It feels like things are finally coming together…slowly. I have to keep reminding myself, no matter the pace of the progress, I have to keep going. Progress is progress. I feel like I’ve armed myself with so much new information in the last month and half, I’m ready to step into my new role. What’s so awesome is that I finally feel like I belong. I feel I am at a place where I can help and assist others with their foster children. Something I’ve yearned to do since I could remember. Doing something meaningful, impactful!
I am a CSP (CARE Service Partner) for Fostering UNITY of Los Angeles County. I now sit in meetings with Directors, Deputy Directors of CDSS (California Department of Social Services). I participated as liaisons between foster families and DCFS. I am here to make a difference!
This is just the beginning of my journey in the fostering field. I can’t wait to help out as many people as I can. I’m here to share my love.
This week has been crazy already and it’s only Tuesday. Between training for work, assisting my nephew with his virtual learning and make sure my foster kiddo does her stuff on time….I didn’t get to eat lunch until after 3:30p. When I signed up to work for Fostering UNITY, I didn’t know my kiddo would come back to me. Now I almost feel like I bit off more than I can chew. But if other people can do it, so can I!! I’m sure in 2 weeks after trainings are over, I will feel much better.
Regardless of how overwhelming everything seems right now, I am beyond ecstatic to work with this group of amazing people.

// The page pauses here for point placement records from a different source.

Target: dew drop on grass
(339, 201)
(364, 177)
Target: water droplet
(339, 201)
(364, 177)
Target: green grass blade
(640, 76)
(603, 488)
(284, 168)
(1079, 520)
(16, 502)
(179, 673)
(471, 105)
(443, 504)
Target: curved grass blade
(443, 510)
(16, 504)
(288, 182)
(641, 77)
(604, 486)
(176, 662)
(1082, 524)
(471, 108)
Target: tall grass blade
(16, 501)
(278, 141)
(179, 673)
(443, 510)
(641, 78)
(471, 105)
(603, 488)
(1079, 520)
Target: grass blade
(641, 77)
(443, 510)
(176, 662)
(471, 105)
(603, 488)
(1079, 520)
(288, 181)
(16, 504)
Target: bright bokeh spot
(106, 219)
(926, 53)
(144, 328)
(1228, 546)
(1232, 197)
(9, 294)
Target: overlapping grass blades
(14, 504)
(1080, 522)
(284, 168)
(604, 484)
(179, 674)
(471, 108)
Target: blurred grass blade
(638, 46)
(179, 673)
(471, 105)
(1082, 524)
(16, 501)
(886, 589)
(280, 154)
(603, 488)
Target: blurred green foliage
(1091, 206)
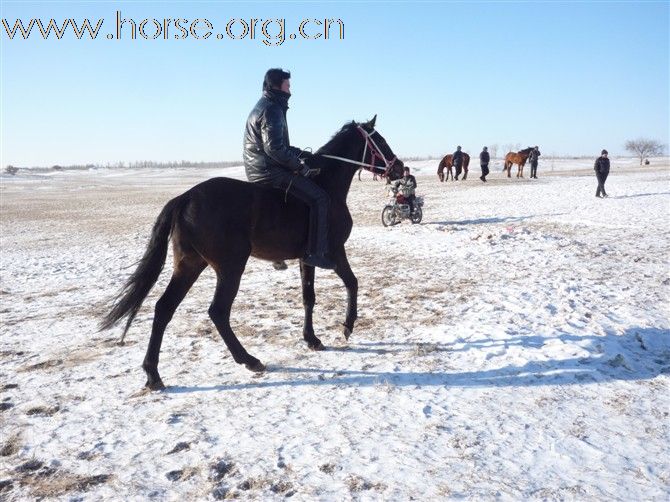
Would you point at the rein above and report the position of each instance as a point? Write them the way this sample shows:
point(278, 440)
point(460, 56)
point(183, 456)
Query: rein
point(375, 153)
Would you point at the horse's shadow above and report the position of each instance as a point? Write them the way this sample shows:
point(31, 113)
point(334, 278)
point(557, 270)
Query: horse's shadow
point(638, 354)
point(484, 221)
point(638, 195)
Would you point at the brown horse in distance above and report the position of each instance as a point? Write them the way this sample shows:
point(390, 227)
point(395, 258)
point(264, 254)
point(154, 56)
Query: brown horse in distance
point(447, 162)
point(518, 158)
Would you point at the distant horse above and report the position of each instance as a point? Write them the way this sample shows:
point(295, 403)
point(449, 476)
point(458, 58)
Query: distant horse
point(222, 221)
point(519, 158)
point(447, 162)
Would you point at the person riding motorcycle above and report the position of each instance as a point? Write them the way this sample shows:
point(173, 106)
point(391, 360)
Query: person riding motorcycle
point(407, 187)
point(270, 159)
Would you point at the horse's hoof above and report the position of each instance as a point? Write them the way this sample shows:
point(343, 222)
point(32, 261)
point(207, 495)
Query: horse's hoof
point(155, 385)
point(257, 367)
point(316, 346)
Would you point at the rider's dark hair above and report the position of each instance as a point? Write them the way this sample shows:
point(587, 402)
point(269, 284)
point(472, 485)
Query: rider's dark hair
point(274, 78)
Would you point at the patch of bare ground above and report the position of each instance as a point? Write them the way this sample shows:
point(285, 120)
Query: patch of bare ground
point(47, 482)
point(43, 365)
point(357, 483)
point(11, 446)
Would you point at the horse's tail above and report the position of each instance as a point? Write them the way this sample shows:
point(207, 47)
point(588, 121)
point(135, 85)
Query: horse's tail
point(137, 287)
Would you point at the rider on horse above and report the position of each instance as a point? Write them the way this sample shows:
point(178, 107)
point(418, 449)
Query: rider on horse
point(269, 159)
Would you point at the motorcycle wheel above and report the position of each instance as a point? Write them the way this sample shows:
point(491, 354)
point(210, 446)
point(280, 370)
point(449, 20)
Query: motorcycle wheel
point(387, 216)
point(417, 215)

If you are or about to become a foster parent in Los Angeles County, please join this group and you will see what I am raving about!
Three months ago today foster daughter came into our life and opened our eyes to so many different things. Kiddo definitely taught me patience is more than a virtue, its a skill that is a must have. Communication is absolutely necessary. Last but not least, love and positive modeling is a great way to teach them without them knowing it.

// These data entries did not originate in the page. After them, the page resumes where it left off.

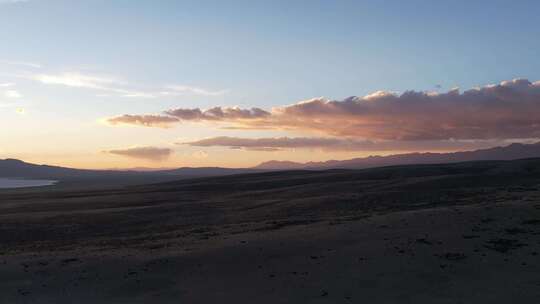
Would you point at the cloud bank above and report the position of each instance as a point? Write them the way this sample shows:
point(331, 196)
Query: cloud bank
point(507, 110)
point(146, 153)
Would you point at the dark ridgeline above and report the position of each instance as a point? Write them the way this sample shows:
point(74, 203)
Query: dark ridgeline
point(511, 152)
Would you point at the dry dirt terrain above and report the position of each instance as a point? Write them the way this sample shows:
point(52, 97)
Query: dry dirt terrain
point(459, 233)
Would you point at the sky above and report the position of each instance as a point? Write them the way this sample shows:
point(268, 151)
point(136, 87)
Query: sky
point(123, 84)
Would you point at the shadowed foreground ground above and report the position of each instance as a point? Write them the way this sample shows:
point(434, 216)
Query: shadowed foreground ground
point(461, 233)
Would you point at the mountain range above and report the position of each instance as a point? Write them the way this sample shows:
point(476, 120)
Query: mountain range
point(14, 168)
point(510, 152)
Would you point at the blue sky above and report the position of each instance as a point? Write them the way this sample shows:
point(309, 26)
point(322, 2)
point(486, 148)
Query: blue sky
point(258, 53)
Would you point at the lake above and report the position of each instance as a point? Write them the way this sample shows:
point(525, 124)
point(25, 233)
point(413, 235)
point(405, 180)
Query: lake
point(9, 183)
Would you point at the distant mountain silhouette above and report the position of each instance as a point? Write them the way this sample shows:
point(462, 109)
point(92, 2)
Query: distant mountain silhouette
point(510, 152)
point(14, 168)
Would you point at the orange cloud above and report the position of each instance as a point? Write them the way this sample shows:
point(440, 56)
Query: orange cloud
point(147, 153)
point(507, 110)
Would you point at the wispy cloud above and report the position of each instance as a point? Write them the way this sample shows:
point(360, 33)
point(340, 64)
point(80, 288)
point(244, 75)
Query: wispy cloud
point(12, 94)
point(21, 63)
point(114, 86)
point(146, 153)
point(148, 120)
point(177, 90)
point(510, 109)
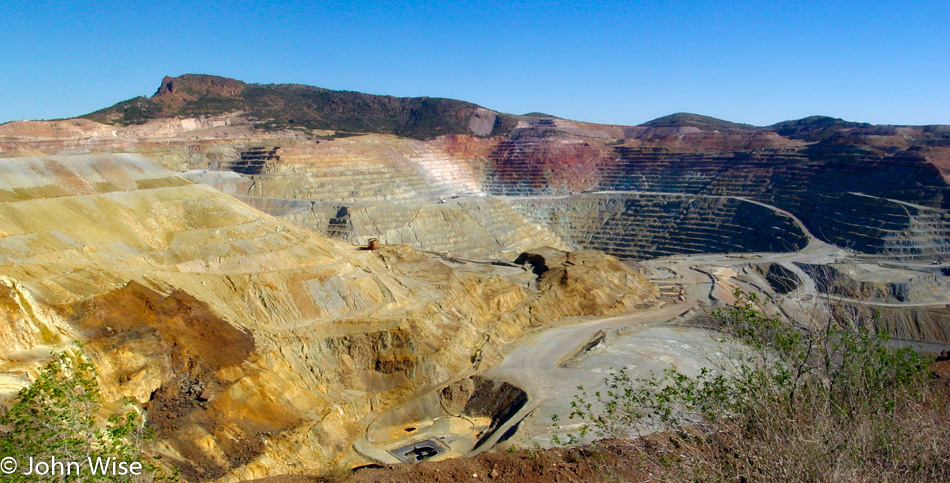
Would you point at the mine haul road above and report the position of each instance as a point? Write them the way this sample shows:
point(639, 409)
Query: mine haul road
point(533, 365)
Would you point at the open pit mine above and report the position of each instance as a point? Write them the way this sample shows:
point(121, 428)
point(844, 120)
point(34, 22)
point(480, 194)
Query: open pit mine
point(287, 279)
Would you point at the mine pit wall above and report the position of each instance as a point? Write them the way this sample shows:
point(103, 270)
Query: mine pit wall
point(471, 228)
point(151, 269)
point(641, 226)
point(842, 197)
point(897, 286)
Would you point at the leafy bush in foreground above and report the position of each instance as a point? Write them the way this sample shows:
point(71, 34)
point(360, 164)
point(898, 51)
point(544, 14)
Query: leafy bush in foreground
point(830, 403)
point(57, 418)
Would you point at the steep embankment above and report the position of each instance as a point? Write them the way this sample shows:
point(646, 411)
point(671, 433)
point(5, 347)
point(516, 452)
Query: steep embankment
point(158, 275)
point(642, 226)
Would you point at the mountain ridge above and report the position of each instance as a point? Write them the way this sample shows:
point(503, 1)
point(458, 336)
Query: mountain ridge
point(307, 108)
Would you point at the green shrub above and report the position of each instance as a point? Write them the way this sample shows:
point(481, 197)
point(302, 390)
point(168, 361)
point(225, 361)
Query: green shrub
point(59, 417)
point(828, 403)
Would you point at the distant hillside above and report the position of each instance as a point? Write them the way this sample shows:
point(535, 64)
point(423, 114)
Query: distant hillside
point(290, 106)
point(814, 128)
point(706, 123)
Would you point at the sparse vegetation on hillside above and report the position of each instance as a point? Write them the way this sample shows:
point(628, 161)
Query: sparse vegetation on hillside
point(59, 417)
point(829, 404)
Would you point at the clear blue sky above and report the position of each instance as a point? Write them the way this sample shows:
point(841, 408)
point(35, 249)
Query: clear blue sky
point(623, 62)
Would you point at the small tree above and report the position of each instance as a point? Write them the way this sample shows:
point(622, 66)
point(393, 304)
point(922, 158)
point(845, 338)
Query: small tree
point(831, 402)
point(58, 416)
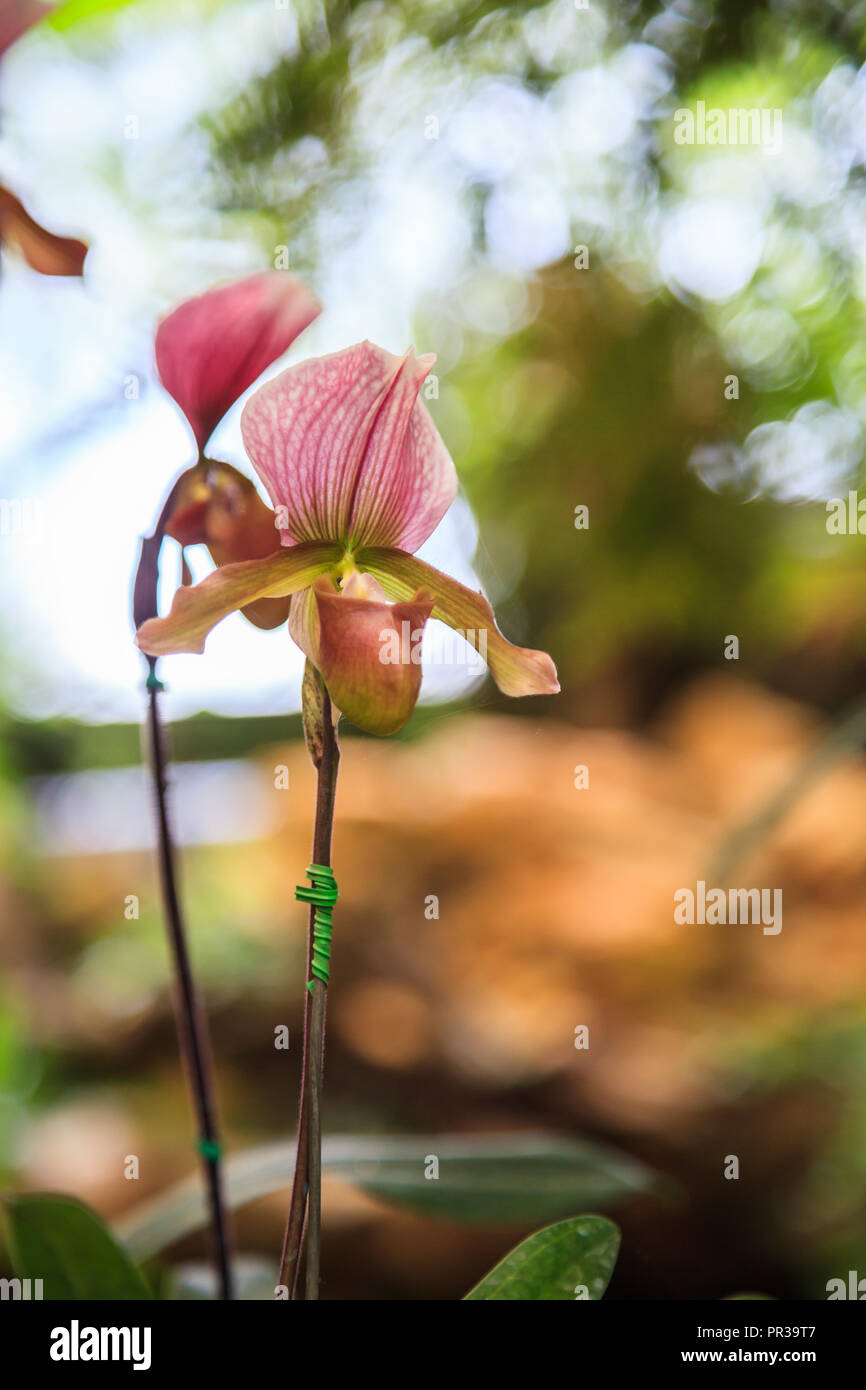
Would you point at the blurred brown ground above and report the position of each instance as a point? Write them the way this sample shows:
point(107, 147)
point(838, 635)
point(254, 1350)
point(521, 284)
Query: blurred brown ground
point(555, 911)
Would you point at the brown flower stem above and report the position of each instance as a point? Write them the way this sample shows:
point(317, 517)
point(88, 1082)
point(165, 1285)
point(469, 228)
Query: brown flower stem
point(303, 1223)
point(192, 1027)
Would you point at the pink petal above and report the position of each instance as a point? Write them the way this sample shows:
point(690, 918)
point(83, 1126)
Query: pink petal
point(211, 348)
point(517, 670)
point(345, 446)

We known for over a week that she is leaving us and we couldn’t say anything. We have to hide our sadness and dismay. Now she’s been notified, we can hug it out whenever we feel down because of it.

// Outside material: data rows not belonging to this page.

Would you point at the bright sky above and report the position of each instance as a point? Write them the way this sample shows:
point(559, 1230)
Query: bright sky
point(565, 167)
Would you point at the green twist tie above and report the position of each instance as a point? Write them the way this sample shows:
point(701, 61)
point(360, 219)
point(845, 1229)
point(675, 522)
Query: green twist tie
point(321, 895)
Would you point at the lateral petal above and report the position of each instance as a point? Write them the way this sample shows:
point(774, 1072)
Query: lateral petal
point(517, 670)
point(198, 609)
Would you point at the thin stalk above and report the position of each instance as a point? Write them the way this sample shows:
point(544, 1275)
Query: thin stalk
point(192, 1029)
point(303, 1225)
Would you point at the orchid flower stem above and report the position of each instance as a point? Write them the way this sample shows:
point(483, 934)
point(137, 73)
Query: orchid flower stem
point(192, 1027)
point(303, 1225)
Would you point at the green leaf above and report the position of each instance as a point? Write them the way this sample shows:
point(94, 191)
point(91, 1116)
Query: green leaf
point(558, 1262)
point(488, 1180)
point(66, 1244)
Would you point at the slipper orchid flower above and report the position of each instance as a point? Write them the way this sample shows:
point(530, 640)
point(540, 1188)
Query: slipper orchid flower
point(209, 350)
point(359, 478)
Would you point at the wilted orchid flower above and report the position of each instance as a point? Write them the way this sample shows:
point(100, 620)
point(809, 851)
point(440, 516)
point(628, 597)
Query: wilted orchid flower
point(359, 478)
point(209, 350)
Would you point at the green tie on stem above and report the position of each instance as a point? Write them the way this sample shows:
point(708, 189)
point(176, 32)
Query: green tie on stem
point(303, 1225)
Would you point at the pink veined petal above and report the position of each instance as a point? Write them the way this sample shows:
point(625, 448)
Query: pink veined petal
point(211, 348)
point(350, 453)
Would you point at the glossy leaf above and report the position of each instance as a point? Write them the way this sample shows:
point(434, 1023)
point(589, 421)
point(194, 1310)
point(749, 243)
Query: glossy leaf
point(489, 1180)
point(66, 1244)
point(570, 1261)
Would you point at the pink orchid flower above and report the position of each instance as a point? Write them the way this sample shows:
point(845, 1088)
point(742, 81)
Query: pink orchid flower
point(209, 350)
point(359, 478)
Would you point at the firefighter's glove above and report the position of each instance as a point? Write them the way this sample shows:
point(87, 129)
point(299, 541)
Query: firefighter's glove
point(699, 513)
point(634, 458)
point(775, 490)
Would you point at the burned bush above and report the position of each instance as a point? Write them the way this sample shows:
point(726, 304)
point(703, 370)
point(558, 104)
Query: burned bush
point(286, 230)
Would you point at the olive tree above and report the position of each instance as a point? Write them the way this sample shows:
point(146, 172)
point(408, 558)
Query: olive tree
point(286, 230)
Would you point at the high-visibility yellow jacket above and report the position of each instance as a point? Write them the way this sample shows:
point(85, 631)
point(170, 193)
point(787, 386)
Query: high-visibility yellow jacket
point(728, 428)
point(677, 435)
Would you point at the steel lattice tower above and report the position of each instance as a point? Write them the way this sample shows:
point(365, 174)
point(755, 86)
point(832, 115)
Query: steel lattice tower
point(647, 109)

Now not only trying to stay positive for myself, have to be positive for all of us. Trying to reassure her how great everything will be when in truth… we do not know what it will be like.
There’s always so many different types of awareness going on each month. I think it is a good idea, because it is suppose to help raise awareness of whatever topic that is important. I never knew about Foster Care month prior to being a foster parent. There’s really not much to be taught. Just be aware that there are many children out there that may need help. I also feel it is important for people to know that it really takes a village to raise children, especially not your own. Now I had a “taste” of being a foster parent, I am really in awe of those foster families that only wants to foster to takes in five or eight kids. I have a hard time keeping up with just one, how do they take multiple children year after year and still have a smile on their face? To me, that’ is the pure definitely of altruism. We started all this with a slight (okay maybe not so small) selfish intention of adopting in the future. However with fostering, you never know what the end result is, until….it happens. The true practice of taking it one day at a time with no expectations.
I made a google group for families in the greater Los Angeles area to come together. I am in many other resource groups already, however I wanted to connect with those closer geographically as well to make a deeper connection.